If you've been desperately wishing for another Sex and the City movie to come out, you may as well be pining away for something as equally attainable as winning the lottery.

During a press conference at a Television Critics Association in Pasadena, Calif. this week, Sex and the City creator Michael Patrick King said he has moved on from Carrie Bradshaw movies.

The startling comment came during a word-quarrel with King and Desperate Housewives creator Marc Cherry, who took a jab at Sex and the City 2 when asked if his ABC television series would ever become a movie.

I'm never sending these gals to Dubai. That's all I'm saying, Cherry said Tuesday. Sex and the City only did, I think, a total of something like 69 episodes. So I always thought that the advantage for them was that they had they hadn't really plumbed the depths of those characters.

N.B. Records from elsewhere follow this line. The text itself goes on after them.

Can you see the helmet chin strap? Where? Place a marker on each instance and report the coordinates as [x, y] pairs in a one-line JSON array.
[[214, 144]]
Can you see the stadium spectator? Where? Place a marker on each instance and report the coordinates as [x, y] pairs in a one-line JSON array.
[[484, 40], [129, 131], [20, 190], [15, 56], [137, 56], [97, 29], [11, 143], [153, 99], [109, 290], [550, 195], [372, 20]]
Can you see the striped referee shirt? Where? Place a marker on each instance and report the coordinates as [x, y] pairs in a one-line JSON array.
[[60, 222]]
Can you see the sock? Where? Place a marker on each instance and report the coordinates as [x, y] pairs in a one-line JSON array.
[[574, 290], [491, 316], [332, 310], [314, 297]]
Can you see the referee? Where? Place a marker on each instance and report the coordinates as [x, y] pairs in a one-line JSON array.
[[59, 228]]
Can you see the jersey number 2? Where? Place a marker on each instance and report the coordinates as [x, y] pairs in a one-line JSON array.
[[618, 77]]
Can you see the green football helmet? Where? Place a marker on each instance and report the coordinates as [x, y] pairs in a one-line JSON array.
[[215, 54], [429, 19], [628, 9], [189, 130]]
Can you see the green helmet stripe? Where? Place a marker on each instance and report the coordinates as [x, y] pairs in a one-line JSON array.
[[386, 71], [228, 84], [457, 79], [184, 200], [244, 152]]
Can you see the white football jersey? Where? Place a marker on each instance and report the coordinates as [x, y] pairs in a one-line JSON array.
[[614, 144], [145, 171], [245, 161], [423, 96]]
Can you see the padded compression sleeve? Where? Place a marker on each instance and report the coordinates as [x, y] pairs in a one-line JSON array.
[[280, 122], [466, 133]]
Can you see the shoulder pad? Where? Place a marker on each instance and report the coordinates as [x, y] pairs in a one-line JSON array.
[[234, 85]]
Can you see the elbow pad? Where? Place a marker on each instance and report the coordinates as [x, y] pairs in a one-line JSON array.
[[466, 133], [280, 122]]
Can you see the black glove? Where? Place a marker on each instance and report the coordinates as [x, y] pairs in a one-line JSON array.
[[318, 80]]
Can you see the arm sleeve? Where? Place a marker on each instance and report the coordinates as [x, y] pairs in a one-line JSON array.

King fired back the following day to defend his beloved franchise, but dropped a bomb about future plans for another film.

I don't think [Cherry has] ever made a feature film, so I don't know if he knows what that entails, but the reality is my second movie made almost half a billion dollars. It's fine. The reality is I've moved on from that. I'm doing a new show, he said, referring to Two Broke Girls. It's the number one comedy.

King said he did not take offense to Cherry's comments, but in the process, made his point clear that his Sex and the City days are over.

It doesn't matter. Here's what happens - you create something in the moment that you feel will be good, and then... people's reactions to it or people referencing it years later, it's a compliment, he said.

King's remarks conflict with reports from last summer when Sex and the City star Sarah Jessica Parker told Parade that a third movie has been confirmed and ever has a storyline.

There is. I know what the story is. It's a small story, but I think it should be told, she said to Parade regarding the third installment of the Sex and the City saga.

Parker did not, however, reveal the release date, or anything else for that matter.

The question is, what's the right time to tell it? she said.

King was present at the press conference to defend claims that his new show is taboo, mixing in too much racial and ethical humor according to some critics.

'Two Broke Girls,'  he said, is broad and brash and very current, and it takes place in Williamsburg, New York, which . . .is a complete mash-up of young, irreverent hipsters, old-school people, different nationalities, different ethnic backgrounds. King then proceeded to call the show an equal-opportunity offender.